Seems to be a pretty decent overview; covers the usual suspects (multi-stage builds, FROM scratch, non-scratch minmal images, ldd to check libraries), with some nice bits that I'd not seen before (busybox:glibc). I would be curious to see how these base images stack up against Google's "distroless" base images (https://github.com/GoogleContainerTools/distroless). I also appreciate that they call out Alpine's compatibility issues (on account of musl) but still leave it as a thing that can be good if you use it right. (Personally I'm quite fond of Alpine, but I don't bother when using binaries that expect glibc.)


One thing they don't talk about is using non-docker tools to build images.

e.g. nix: http://lethalman.blogspot.com/2016/04/cheap-docker-images-wi... or jib: https://github.com/GoogleContainerTools/jib

These may not fit every use case, but they can minimize the size of the image by making really precisely defined containers.

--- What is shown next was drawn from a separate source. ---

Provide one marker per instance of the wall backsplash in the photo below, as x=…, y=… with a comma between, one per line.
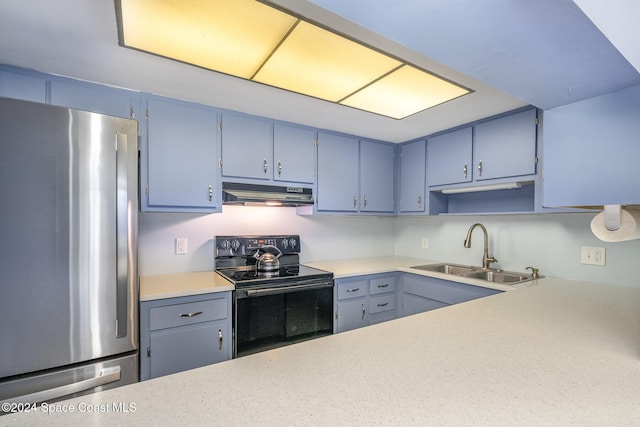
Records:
x=550, y=242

It’s worth looking at an overview of how Jib works because the general strategy is very good IMO.

https://phauer.com/2019/no-fat-jar-in-docker-image/


One important thing missing from BusyBox:glibc is the SSL certificates that's almost always needed if you are writing things like crawler etc.

As for Alpine, at least for packaging Python code, avoid as much as possible. It cannot reuse manylinux packages on PyPI and have to recompile C modules.


With Alpine, the size advantages of musl sometimes come with hidden overheads as well.

Musl's malloc() seems to be a fair bit slower than glibc's when you start to throw in more threads at it (fragments faster?).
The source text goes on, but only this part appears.